Wednesday, January 11, 2012

Using weather forecasting to predict brain tumor growth

The Arizona State approach to tumor forecasting in action.
BrainscanArizona State University researchers believe their research in improving weather forecasting could be applied to brain cancer. Their proof-of-concept study, published by Biology Direct, shows they might be correct.

Brain cancer is chaotic. The most common form, glioblastoma multiforme, is also the most aggressive, said surgeon research team member Mark Preul, the director of neurosurgery research at Phoenix’s Barrow Neurological Institute. Glioblastoma yields a life expectancy only around a year and a half. But it is also chaotic in the sense of chaos theory.

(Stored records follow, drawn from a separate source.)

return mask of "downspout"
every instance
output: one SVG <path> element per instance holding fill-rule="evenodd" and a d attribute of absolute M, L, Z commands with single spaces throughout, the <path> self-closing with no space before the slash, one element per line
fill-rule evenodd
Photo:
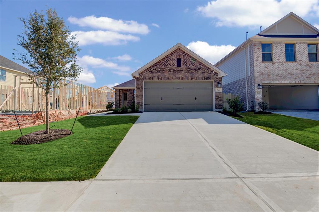
<path fill-rule="evenodd" d="M 246 49 L 243 47 L 241 45 L 240 47 L 242 49 L 244 49 L 245 52 L 245 83 L 246 84 L 246 111 L 248 110 L 248 94 L 247 91 L 247 65 L 246 61 Z"/>

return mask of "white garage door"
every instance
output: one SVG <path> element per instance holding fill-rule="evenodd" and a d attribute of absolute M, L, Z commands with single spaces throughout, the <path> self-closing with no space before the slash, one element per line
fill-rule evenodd
<path fill-rule="evenodd" d="M 145 111 L 210 111 L 212 81 L 145 81 Z"/>

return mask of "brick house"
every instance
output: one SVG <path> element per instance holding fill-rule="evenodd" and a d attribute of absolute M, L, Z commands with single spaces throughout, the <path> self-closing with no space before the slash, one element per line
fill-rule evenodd
<path fill-rule="evenodd" d="M 319 109 L 319 30 L 293 12 L 249 38 L 215 66 L 223 91 L 247 110 Z"/>
<path fill-rule="evenodd" d="M 226 74 L 178 43 L 113 87 L 115 107 L 133 101 L 143 111 L 208 111 L 223 107 Z"/>

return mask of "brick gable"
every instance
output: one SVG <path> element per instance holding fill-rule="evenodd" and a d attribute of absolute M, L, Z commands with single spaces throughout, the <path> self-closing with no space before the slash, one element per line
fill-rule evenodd
<path fill-rule="evenodd" d="M 176 59 L 182 59 L 181 67 L 176 66 Z M 144 81 L 214 81 L 215 87 L 222 82 L 218 73 L 178 48 L 141 72 L 136 79 L 136 103 L 144 109 Z M 223 107 L 221 93 L 215 93 L 215 108 Z"/>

Like the weather, the factors involved in the spread of brain cancer are extraordinarily complex and produce increasingly inaccurate as predictions are made for further and further into the future. A forecast of tomorrow’s weather, or tomorrow's spread of a brain tumor, is likely to be nearly accurate. A forecast for six months from now likely is not.

“The amazing thing is since first identified in the early 1900s, survival rates haven’t shown many improvements,” Preul said.

One of the problems with weather prediction is the exponential increases in error as the forecast bases new predictions on old predictions that were created using imperfect data. Mathematician Eric Kostelich, who headed this study, was on a team that developed a formula for combining a prior forecast and new measurements to get better initial data. They called it the Local Ensemble Transform Kalman Filter.

But the filter was not specific to weather. Mathew Hoffman, a graduate students of Kostelich, used it to determine oceanic conditions.

“I thought about applying the filter to cancer because I had a family member who was suffering from cancer,” Kostelich said. Using the existing models and the filter’s more accurate initial measurements, Kostelich was able to better predict the spread of Glioblastoma through the brain.

There is no way to fully remove the cancer, but Preul and Kostelich note that better data can lead to more accurate and more proactive treatments that can improve a patient’s quality of life “The main value would be for the radiation oncologist while they plan the treatment volume,” said Rush University Medical Center neurosurgeon Richard Byrne.

The ASU study was preliminary, based only on a handful of patients. The next step in testing the filter’s applications to brain cancer will be to test on mice, he said. Kostelich is confident their methods could be applied to other biological phenomena including other forms of cancer.